Catholic adoption warning over gay rights laws

Tuesday, 23 January 2007 12:00 AM

Catholic adoption agencies helping about 4,000 children find families each year could be closed if new gay rights legislation is enforced, a senior cleric has warned.

Cardinal Cormac Murphy-O'Connor, the Catholic archbishop of Westminster, today called on ministers not to introduce sexual orientation legislation that would force agencies to help same-sex couples adopt a child.

In a letter to all cabinet ministers, he wrote: "Catholic teaching about the foundations of family life, a teaching shared not only by other Christian churches but also other faiths, means that Catholic adoption agencies would not be able to recruit and consider homosexual couples as potential adoptive parents.

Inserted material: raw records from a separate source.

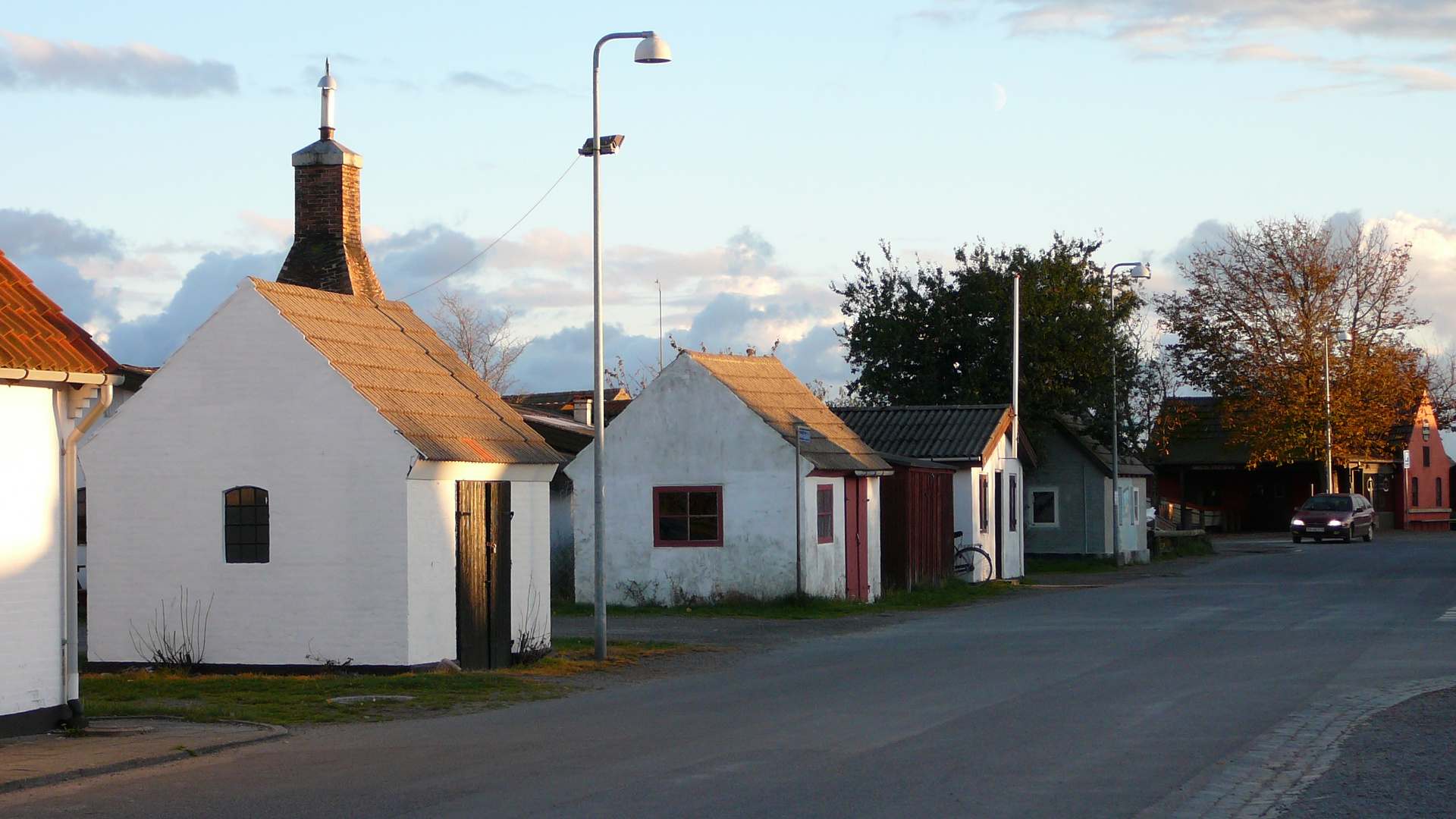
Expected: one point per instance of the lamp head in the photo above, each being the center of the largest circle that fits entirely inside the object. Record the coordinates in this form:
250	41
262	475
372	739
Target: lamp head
653	50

"We believe it would be unreasonable, unnecessary and unjust discrimination against Catholics for the government to insist that if they wish to continue to work with local authorities, Catholic adoption agencies must act against the teaching of the church and their own consciences by being obliged in law to provide such a service."

A bid by the Democratic Unionist Party (DUP) to revoke the regulations as introduced in Northern Ireland on January 1st was defeated in the House of Lords earlier this month, but today Tony Blair indicated he might consider amending the laws.

"This is not a straightforward black and white issue," the prime minister's official spokesman told reporters this morning.

"The cardinal's letter illustrates the sensitivities on one side but there are also sensitivities on the other side. We need to plot a way through that recognises the interests of children but also gets us through."

Any move to distill the regulations, which are due to be enforced in England and Wales this spring, will be fiercely contested by gay rights campaigners.

They argue the new regulations would only give same-sex couples the same rights not be discriminated against as everyone else.

However, the lord chancellor, Lord Falconer, this morning expressed scepticism that Catholic adoption agencies - which make up a third of the voluntary sector - would be allowed to exclude homosexuals from adopting children in their care.

"We have committed ourselves to anti-discrimination law, discrimination on the grounds of sexual orientation, and it is extremely difficult to see how you can be excused from anti-discrimination law on the grounds of religion," he told Today.

He said each agency must act in the interests of the individual child, but stressed: "If we take the view as a society that we should not discriminate against people who are homosexual, you cannot give exclusions for people on the grounds that their religion or their race says we don't agree with that."